Monday, February 03, 2014

THE SILENCE OF THE NERDS

Someone asked me how much of the game I watched. The only part of it that I saw was Queen Latifah singing America the Beautiful with a bunch of pink-faced teenagers, after which I fled.

No, it wasn't her singing. And yes, it's a sappy song.

It rained yesterday, and consequently there were far better things to do than sit inside watching a foregone conclusion. Denver, as everyone now knows, passed around a bong with some recently legalized green stuff before coming out for the anthem -- a ritual about communing with nature and our great warrior spirit ancestors, or something -- and romped on to total defeat. Which, naturally, I found out from Facebook mere moments ago.

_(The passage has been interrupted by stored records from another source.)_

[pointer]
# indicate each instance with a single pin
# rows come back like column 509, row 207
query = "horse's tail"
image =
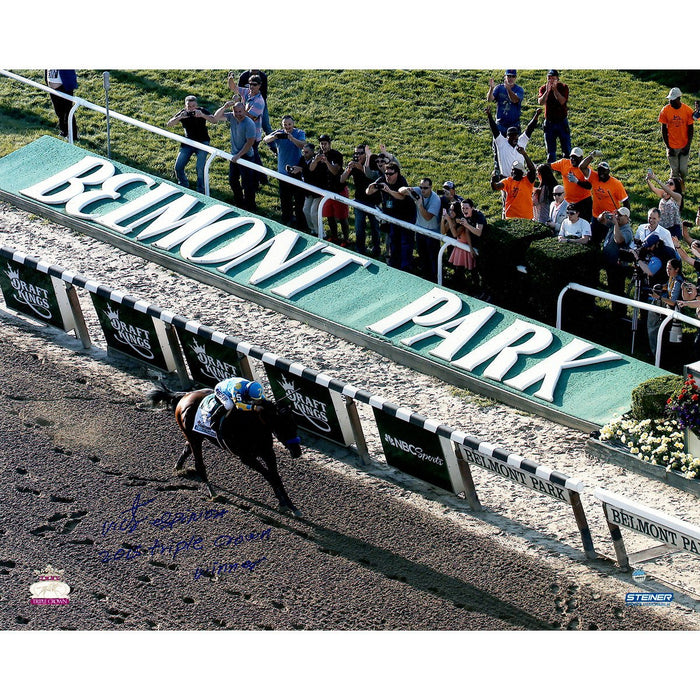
column 161, row 394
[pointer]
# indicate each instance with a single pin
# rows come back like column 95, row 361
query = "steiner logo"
column 663, row 599
column 135, row 338
column 36, row 298
column 412, row 450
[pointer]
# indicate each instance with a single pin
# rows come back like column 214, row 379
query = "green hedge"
column 550, row 266
column 649, row 398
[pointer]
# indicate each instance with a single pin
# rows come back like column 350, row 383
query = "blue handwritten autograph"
column 132, row 518
column 165, row 521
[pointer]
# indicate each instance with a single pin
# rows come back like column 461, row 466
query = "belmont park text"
column 162, row 215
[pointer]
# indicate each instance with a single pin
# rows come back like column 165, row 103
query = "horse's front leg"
column 268, row 468
column 179, row 471
column 196, row 445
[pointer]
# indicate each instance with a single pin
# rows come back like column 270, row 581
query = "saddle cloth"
column 202, row 421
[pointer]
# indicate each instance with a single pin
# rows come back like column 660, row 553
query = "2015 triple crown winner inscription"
column 136, row 518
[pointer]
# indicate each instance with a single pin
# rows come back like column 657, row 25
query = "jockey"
column 239, row 393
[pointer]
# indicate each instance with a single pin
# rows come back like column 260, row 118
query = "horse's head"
column 280, row 419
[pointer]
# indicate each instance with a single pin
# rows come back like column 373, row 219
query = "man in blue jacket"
column 64, row 81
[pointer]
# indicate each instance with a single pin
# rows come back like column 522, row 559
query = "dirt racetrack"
column 81, row 451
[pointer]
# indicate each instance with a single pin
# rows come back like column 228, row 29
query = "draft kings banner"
column 209, row 362
column 316, row 408
column 133, row 333
column 357, row 297
column 35, row 294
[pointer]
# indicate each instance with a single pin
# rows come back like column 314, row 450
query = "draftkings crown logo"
column 49, row 589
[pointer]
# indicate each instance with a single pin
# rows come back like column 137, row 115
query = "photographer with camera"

I've never played football. American football. I've been forced to play soccer, but that was when I was much younger. The one sport which I truly and vividly remember is field-hockey.
Field-hockey is epic.


FIELD HOCKEY

As I understand it, the males from two or three high-school classes are given curved pieces of wood, along with a small wooden ball, and told go get sweaty over at the furthest end of the sportsfields, where they won't bother the girls doing calisthenics in teeshirts and bloomers, who are very closely supervised. Hedged-in, like prisoners.
The boys aren't supervised; it is assumed that they will behave.
As long as they are nowhere near the girls.
They'll be energetic.

So. Forty or more teenage boys and wooden implements.
A big soggy expanse of grass.
Mayhem.


I have avoided team-sports ever since.
Actually, all sports.


Yesterday I got back to San Francisco by late afternoon (tea-time), and had a cup of tea. The apartment was completely empty except for myself, as my apartment mate was spending all weekend with her boyfriend; she didn't return till around ten o'clock.

Around dinner time I took a long walk with a pipe-full of pressed Virginias, then had some more tea, and a cookie.

Not once did I turn on the telly.

I'm not a fan of team-sports. And the whole idea of spending several hours watching a game with a crowd is quite unappealing. Yowling and hooting in concert with others has precisely nothing to offer.

I'm not good with crowds; I interact best one on one.
Cheerful discussions, and sparks of humour.
Occasionally, howling at the moon.




Actually, the howling part is rare. There has been no howling in years.
Tandem howling takes a person with just the right attitude.
One must be selective about one's co-howler.